Let me come back to point (3) above. There is a very fundamental result in zero-knowledge proof techniques that you cannot have both unconditional privacy and unconditional soundness. We however do know of ways to have either unconditional privacy or unconditional soundness, so there is a design choice between them.

  • CT with unconditional privacy but computational soundness is the most common choice. This means that if somehow ECDLP breaks (math breakthrough, unexpected structure in secp256k1, quantum computer), someone could undetectably print coins, but the privacy of past (and future) transactions would be unaffected. To the best of my knowledge, Monero, ZCash, Grin, all use this model.
  • CT with unconditional soundness but computational privacy is also possible. This means that an ECDLP break would not let anyone print coins, but the privacy of future (and past) transactions would be at risk. Unfortunately, this choice is much less efficient, and pretty much no systems use it.

Given Bitcoin’s design focus on controlled inflation, I expect that many people would prefer the second model over the first if a choice needs to be made. There is however also a point to be made that if ECDLP is broken, the future of the system is inherently at risk, but we may not want to give up the privacy of the past when that happens - a point in favor of the first model.

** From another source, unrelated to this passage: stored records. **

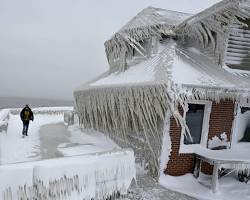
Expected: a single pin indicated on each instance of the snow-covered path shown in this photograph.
(51, 136)
(48, 138)
(148, 189)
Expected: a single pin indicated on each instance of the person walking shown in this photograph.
(26, 115)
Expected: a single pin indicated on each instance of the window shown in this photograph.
(194, 120)
(197, 119)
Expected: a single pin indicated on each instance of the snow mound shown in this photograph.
(90, 176)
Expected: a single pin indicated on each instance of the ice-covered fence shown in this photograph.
(4, 118)
(96, 176)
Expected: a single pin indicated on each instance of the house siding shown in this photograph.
(221, 120)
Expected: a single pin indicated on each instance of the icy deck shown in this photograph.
(240, 153)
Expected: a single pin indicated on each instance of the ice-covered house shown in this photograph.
(178, 85)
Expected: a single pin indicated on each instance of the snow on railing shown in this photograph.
(45, 110)
(93, 176)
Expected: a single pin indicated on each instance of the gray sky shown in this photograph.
(49, 47)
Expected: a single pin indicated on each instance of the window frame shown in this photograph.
(189, 148)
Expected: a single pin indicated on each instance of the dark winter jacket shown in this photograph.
(26, 114)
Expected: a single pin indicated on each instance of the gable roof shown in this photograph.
(208, 26)
(134, 100)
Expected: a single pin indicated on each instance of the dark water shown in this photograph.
(16, 102)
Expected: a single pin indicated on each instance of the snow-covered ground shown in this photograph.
(230, 188)
(86, 164)
(14, 148)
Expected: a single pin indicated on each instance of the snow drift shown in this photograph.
(90, 176)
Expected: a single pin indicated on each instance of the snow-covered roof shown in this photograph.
(183, 66)
(135, 98)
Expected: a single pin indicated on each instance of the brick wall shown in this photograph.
(178, 164)
(221, 119)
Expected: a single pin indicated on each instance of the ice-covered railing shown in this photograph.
(45, 110)
(94, 176)
(4, 118)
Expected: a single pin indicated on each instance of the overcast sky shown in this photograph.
(50, 47)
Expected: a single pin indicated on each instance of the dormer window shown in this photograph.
(238, 48)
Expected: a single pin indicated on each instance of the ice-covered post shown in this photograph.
(215, 178)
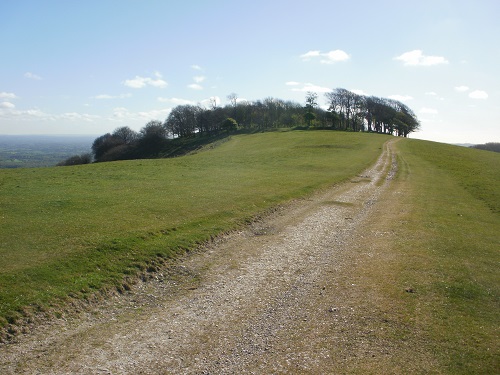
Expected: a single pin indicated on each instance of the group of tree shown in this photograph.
(346, 111)
(490, 146)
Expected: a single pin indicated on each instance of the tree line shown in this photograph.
(346, 111)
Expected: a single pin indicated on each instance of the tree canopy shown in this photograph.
(345, 111)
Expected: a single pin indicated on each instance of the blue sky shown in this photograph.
(88, 67)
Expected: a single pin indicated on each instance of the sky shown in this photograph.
(89, 67)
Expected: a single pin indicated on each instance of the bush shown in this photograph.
(76, 160)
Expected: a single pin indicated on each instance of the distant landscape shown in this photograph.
(28, 151)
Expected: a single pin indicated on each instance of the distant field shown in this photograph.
(74, 230)
(27, 151)
(445, 246)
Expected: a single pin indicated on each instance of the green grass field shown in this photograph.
(74, 231)
(446, 248)
(71, 231)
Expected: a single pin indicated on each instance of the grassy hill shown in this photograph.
(444, 247)
(72, 231)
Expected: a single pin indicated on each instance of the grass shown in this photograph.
(74, 231)
(444, 236)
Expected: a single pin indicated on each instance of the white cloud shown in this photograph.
(176, 101)
(327, 57)
(36, 114)
(310, 87)
(7, 105)
(428, 111)
(199, 79)
(359, 92)
(30, 75)
(140, 82)
(209, 102)
(401, 98)
(417, 58)
(195, 86)
(478, 94)
(123, 114)
(106, 96)
(334, 56)
(8, 95)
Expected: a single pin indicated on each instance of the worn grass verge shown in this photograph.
(71, 232)
(432, 261)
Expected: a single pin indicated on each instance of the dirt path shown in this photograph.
(278, 297)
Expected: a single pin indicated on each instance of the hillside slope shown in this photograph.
(393, 271)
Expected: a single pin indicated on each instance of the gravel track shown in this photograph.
(276, 297)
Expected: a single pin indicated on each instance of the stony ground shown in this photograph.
(281, 296)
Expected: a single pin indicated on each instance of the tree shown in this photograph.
(183, 120)
(233, 99)
(229, 124)
(311, 104)
(77, 160)
(127, 135)
(104, 144)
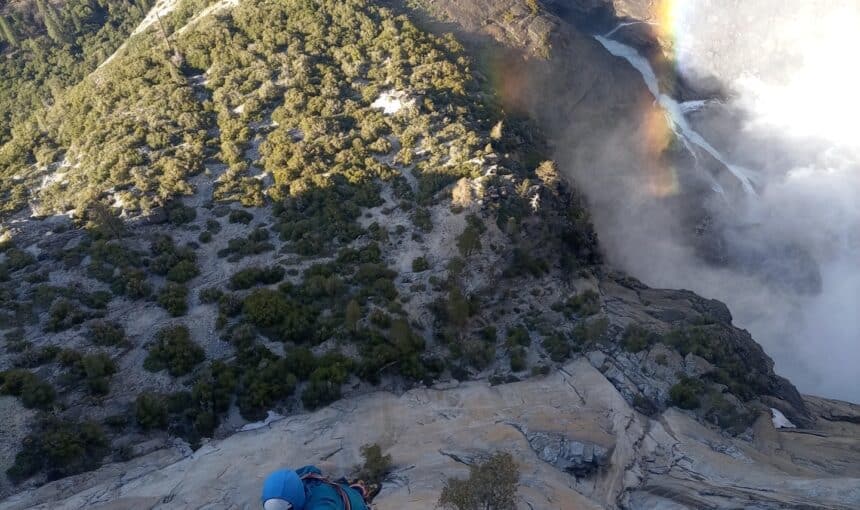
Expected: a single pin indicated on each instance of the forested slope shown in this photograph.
(282, 202)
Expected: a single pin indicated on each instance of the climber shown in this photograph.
(307, 489)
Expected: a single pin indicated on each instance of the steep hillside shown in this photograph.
(273, 205)
(577, 442)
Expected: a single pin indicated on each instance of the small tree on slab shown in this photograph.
(492, 485)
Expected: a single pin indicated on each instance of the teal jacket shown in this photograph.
(322, 496)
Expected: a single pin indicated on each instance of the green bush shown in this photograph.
(636, 338)
(180, 214)
(519, 359)
(210, 295)
(584, 304)
(174, 298)
(183, 271)
(60, 448)
(247, 278)
(106, 334)
(18, 259)
(263, 386)
(63, 315)
(266, 307)
(94, 369)
(376, 465)
(240, 216)
(518, 335)
(420, 264)
(174, 350)
(30, 388)
(150, 411)
(326, 381)
(685, 394)
(492, 485)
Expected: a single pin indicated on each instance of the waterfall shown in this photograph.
(674, 111)
(627, 24)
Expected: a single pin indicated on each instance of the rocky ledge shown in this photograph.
(578, 442)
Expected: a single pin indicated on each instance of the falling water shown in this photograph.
(674, 110)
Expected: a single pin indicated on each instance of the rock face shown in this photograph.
(578, 443)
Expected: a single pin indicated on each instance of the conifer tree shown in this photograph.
(52, 21)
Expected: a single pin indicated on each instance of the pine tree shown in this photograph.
(8, 32)
(52, 21)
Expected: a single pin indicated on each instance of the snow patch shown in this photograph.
(392, 101)
(780, 421)
(161, 9)
(271, 417)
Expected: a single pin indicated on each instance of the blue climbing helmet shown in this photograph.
(282, 486)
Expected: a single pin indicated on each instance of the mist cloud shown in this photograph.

The nice (or scary…) thing about an Extension Block based CT design is that we could have either, or both, and without actually directly affecting the value of the legacy chain. You’d need to move coins explicitly to the CT side, and if unexpected inflation would happen there, simply not all of it would be able to move back to the legacy side. Unexpectedly, this may actually mean a different exchange rate for coins on both sides, if the public’s trust in the security for one is seriously affected.